4. Wear it as your own. Following the lead of Queen Victoria and Prince Albert who had Balmoral Castle in Scotland, the English monarchy and aristocracy of the 19th century, begin wearing the kilt as their own national garment for formal occasions, and not so formal I suppose, given all the pictures of English princes tromping about the heather in Kilts. So the conquering country removes the kilt from the country it comes from, and then adapts it as it’s own.
5. Well, we are all past that now. Long ago history, the 18th and 19th centuries. Then somewhere in there, the kilt becomes a symbol of emasculation. It becomes a man in a skirt. Not sure if that charge is leveled at the Aristocracy who wear it, but certainly it is common to laugh at men in skirts. The Germans in WWI referred to the Scots as the “Ladies from Hell”. That view of the kilt as a feminine garment is still pervasive today. Wear a kilt and there will be a comment about a skirt. Probably not by a Scot, but by anyone else.
The wearing of a skirt makes you a woman, and that, we understand all to well, is an insult.
6. The other pervasive view today is that of a sexual nature. A quick Google search of kilt, will bring no shortage of photos of burly, shirtless young men, their abs glistening under layers of oil and tans they certainly didn’t acquire in Scotland, wearing kilts. Often they are raising their kilts, or an errant breeze is lifting them, allowing us to be tittilated by their nakedness underneath. The kilt becomes an symbol of voyeurism and sexual randiness. And hence the “cheeky” question that is constantly asked by any man in a kilt…””What are you wearing under your kilt????”.
^
I have lived in Scotland for two years and have yet to see any of what has happened regarding kilts since 1743, embraced by anyone Scottish I have met here. As a matter of fact people here seem to bristle about it all. I am not so sure it is so cool with them. There are no doubt those among the Scottish who see it differently than those I have met, but I have yet to come across one.

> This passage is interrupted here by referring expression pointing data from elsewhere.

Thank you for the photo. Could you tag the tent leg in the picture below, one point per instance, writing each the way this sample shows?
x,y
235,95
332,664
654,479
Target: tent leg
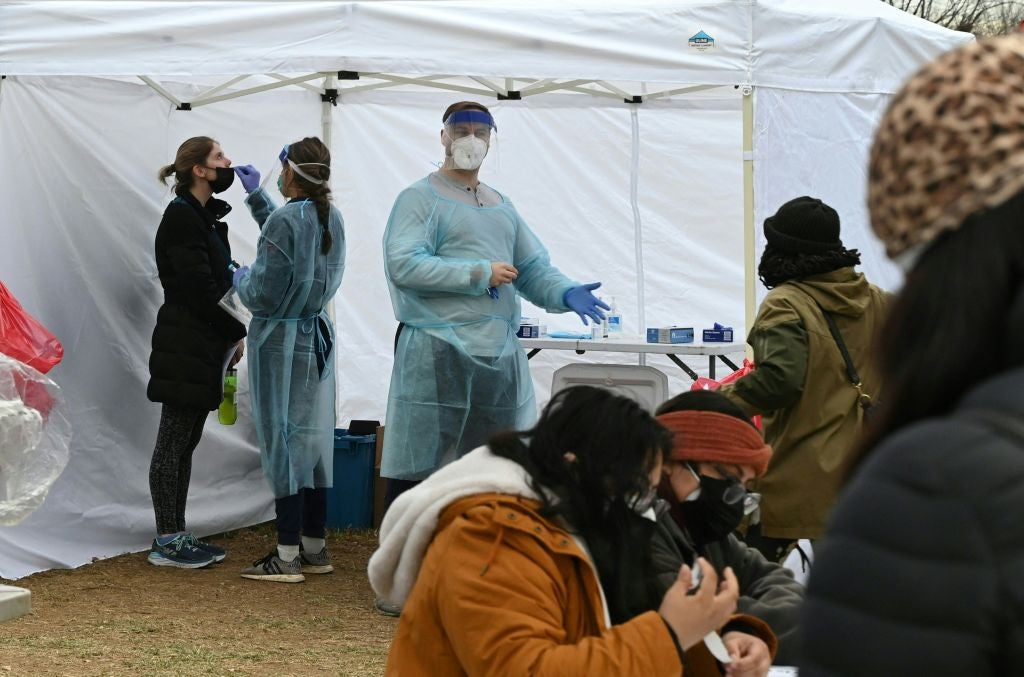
x,y
327,126
750,269
637,224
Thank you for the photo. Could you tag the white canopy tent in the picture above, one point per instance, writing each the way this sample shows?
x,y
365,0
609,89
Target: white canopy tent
x,y
641,140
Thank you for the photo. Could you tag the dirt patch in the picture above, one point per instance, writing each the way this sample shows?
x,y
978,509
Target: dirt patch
x,y
123,616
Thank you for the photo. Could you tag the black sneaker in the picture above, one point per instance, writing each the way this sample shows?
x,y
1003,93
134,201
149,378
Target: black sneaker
x,y
318,562
178,552
386,607
215,551
274,568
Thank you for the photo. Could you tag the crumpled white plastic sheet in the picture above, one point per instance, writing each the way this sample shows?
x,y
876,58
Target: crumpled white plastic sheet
x,y
35,434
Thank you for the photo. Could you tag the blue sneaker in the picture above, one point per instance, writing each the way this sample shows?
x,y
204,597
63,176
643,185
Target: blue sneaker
x,y
215,551
175,551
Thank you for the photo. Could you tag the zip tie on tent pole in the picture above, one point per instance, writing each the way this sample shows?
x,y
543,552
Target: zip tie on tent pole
x,y
330,96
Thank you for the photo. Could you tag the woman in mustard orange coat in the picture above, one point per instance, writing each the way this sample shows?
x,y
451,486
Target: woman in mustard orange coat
x,y
531,556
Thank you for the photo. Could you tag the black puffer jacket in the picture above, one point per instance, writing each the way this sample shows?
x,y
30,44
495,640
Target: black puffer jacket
x,y
193,333
922,567
767,590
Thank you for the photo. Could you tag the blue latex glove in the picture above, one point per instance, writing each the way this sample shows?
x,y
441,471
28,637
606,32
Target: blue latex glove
x,y
239,274
586,304
249,176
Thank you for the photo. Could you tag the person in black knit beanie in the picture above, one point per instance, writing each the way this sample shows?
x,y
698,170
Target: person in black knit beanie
x,y
801,386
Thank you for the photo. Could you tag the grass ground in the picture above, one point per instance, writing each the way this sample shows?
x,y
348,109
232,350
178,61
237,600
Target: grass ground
x,y
125,617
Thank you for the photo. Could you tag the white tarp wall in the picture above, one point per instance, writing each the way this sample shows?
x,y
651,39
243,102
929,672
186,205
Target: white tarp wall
x,y
81,202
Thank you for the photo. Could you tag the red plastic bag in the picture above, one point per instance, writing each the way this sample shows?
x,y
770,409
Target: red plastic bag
x,y
705,383
23,338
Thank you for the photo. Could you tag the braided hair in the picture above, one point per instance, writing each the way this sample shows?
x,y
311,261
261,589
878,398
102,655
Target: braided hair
x,y
314,159
778,266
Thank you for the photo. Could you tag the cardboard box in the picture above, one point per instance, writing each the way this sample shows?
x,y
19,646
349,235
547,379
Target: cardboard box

Our lead actor Sam Heughan has worn and celebrated the kilt with great pride and dignity, as have all the men in our cast. I have the utmost respect for how he has tried to educate the world about the kilt and what it means. I have considered it an absolute honor to be able to showcase and cerebrate the kilt in the way it was intended. A garment worn by the Scottish People. Not something to make money off, to be laughed at, or to be turned on by. It is a garment that belongs to the people of this country, and it deserves to be honored as such.
I was not really looking forward to kilts, because like most people I only knew them in the ways commonly presented and described here. It has become one of my favorite things about doing this show. Not only is it a genius of a garment, but it has a powerful history, and a story worth telling.
So here is to the kilt and to the Scottish people who are making it their own again.
Thank you for this, Terry, and for the visual authencity you have bring to the Outlander series about the kilt (and the other beautiful garments as well). You and Diana have given us so much accurate history about our beloved Scotland; and though I have never been there (yet), I have come to love it even more.